In this study, the reduced form of graphene oxide (RGO) has been synthesized by using hydrazine hydrate as a reducing agent and used for Cr(VI) removal. The physicochemical properties of the as-synthesized material were studied by FESEM, XRD, RAMAN, and FTIR. The optimized adsorption parameters were time of 75 min, solution pH 3.0, temperature 35 degrees C, and dosage of 0.3 g/l. The isotherms were perfectly simulated by the Langmuir model, and the kinetic data followed the pseudo-second-order model.

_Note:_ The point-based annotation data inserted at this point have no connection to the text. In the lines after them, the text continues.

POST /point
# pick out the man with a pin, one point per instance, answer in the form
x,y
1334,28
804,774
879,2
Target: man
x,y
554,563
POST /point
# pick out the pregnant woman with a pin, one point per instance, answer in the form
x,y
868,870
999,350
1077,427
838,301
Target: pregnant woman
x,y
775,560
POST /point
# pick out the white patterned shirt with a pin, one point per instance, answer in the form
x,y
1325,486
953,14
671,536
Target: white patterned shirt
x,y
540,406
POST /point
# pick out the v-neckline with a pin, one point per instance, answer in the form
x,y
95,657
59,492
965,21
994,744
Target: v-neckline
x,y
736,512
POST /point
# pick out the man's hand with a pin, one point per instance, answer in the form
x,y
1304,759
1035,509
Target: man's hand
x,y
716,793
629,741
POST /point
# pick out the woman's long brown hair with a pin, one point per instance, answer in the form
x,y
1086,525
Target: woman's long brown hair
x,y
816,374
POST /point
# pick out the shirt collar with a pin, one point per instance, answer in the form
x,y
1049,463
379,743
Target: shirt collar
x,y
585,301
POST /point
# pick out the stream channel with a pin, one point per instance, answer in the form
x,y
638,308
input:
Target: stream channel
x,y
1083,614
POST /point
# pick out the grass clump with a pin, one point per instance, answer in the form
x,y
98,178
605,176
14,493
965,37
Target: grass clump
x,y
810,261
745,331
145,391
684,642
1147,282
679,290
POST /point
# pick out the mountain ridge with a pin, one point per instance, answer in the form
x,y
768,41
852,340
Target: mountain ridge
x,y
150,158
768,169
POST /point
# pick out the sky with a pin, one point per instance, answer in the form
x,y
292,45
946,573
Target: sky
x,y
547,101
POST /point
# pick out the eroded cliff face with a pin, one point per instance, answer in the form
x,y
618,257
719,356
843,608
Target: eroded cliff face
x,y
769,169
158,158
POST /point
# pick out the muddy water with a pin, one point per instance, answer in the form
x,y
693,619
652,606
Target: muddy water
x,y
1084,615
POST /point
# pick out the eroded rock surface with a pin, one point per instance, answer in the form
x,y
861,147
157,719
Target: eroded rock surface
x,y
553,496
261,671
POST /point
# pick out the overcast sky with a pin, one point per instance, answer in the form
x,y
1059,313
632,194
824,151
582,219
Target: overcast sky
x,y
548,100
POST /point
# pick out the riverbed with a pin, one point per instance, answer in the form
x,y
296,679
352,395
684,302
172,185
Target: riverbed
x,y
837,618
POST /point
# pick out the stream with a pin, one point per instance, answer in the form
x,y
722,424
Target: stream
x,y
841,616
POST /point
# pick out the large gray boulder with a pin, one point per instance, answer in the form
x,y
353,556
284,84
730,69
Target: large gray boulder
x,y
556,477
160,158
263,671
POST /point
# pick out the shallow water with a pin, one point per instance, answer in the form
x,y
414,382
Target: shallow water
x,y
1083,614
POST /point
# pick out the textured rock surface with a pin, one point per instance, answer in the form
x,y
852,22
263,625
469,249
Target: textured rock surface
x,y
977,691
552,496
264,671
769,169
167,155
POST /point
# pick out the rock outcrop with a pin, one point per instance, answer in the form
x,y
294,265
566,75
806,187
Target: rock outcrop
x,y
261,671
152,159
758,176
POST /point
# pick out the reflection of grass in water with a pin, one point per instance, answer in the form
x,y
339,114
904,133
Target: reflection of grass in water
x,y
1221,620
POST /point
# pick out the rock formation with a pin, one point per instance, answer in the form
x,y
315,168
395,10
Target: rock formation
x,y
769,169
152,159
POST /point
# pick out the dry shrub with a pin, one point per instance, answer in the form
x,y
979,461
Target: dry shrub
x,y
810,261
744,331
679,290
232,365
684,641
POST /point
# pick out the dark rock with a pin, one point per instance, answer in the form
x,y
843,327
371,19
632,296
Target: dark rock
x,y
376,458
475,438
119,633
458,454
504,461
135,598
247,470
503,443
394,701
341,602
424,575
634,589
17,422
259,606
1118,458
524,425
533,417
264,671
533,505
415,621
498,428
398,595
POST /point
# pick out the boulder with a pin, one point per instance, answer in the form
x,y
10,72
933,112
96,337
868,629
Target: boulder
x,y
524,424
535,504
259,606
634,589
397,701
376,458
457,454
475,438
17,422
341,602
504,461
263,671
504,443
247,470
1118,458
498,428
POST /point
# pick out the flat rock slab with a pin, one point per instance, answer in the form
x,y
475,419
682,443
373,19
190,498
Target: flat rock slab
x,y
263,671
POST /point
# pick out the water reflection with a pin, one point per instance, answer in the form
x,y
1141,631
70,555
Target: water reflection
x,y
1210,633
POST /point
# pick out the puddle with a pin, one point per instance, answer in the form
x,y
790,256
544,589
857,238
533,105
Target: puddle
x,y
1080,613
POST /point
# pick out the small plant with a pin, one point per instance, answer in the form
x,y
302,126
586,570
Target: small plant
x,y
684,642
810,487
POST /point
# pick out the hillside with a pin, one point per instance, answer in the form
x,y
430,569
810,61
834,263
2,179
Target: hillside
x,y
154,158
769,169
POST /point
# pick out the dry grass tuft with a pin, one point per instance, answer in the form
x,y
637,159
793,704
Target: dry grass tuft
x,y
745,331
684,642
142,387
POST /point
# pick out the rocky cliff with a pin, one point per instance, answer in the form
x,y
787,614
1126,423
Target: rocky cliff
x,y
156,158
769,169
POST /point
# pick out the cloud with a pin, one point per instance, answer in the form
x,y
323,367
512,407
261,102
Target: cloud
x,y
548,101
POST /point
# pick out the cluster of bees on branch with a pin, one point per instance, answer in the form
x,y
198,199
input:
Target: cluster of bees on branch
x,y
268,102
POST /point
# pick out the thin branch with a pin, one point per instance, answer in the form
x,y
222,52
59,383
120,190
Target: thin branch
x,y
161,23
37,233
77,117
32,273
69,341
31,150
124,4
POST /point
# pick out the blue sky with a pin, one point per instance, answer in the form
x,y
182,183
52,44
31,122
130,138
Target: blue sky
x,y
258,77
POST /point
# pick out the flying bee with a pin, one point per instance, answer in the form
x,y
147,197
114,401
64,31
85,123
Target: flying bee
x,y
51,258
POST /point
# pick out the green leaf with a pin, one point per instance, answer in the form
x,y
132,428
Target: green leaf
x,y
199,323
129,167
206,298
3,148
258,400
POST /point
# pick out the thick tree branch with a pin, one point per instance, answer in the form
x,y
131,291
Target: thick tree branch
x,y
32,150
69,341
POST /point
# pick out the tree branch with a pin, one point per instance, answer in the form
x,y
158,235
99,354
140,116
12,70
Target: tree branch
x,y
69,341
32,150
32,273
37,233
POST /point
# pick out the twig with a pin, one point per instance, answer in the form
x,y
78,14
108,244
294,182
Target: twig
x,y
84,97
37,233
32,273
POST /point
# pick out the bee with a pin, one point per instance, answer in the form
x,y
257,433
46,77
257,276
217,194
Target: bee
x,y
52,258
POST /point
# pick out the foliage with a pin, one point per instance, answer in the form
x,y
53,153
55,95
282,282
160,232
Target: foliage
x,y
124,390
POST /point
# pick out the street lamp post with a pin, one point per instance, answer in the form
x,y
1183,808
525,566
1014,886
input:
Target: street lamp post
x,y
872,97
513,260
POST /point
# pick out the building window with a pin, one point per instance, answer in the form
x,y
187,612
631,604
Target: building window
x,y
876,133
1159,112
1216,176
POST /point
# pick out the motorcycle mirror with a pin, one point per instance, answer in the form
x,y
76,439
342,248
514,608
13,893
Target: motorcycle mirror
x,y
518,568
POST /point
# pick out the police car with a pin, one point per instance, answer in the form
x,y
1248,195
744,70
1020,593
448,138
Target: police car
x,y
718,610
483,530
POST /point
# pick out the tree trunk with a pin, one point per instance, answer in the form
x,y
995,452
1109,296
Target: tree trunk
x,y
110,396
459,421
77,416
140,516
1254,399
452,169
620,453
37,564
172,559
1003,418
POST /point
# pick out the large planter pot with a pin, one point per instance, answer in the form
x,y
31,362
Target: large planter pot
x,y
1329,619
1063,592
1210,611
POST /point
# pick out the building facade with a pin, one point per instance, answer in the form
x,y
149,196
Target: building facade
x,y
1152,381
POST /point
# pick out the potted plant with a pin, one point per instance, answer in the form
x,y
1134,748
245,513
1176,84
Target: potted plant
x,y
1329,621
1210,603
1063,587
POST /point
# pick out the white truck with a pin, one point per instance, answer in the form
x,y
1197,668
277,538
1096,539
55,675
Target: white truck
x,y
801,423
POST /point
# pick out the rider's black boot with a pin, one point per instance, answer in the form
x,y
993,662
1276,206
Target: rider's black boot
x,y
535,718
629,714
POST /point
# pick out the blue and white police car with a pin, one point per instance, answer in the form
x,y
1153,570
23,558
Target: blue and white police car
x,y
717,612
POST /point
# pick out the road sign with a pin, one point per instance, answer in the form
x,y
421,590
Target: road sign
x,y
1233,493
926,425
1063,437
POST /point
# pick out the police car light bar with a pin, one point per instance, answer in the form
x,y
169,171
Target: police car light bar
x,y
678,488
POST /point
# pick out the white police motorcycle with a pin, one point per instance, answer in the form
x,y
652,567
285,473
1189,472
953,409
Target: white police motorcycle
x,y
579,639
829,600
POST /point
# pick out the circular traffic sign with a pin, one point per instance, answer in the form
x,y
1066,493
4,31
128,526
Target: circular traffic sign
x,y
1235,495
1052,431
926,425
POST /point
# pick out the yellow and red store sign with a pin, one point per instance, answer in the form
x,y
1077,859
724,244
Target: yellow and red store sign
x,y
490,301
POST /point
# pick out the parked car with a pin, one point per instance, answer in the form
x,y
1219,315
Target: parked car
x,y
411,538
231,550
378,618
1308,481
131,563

The maximum uptake capacity was 787.401 mg/g at 35 degrees C. Thermodynamic analysis indicated an endothermic and spontaneous process occurs. Competition from interfering ions (SO42-, NO3-, Cl-, HCO3-, Co2+, and Cu2+) proved insignificant. After five cycles of regeneration, the removal remains at 85.75%. From the column study, it was observed that the parameters like breakthrough time (t(b)), bed capacity (q(bed)), and exhaustion time (t(e)) increase with an increase in bed height and decrease with an increase in Cr(VI) flow rate. Adsorption performance for industrial effluents shows up to 55.32% removal. The above superior adsorption performance validated the application of the RGO as an efficient adsorbent for the remediation of Cr(VI) ions from wastewater.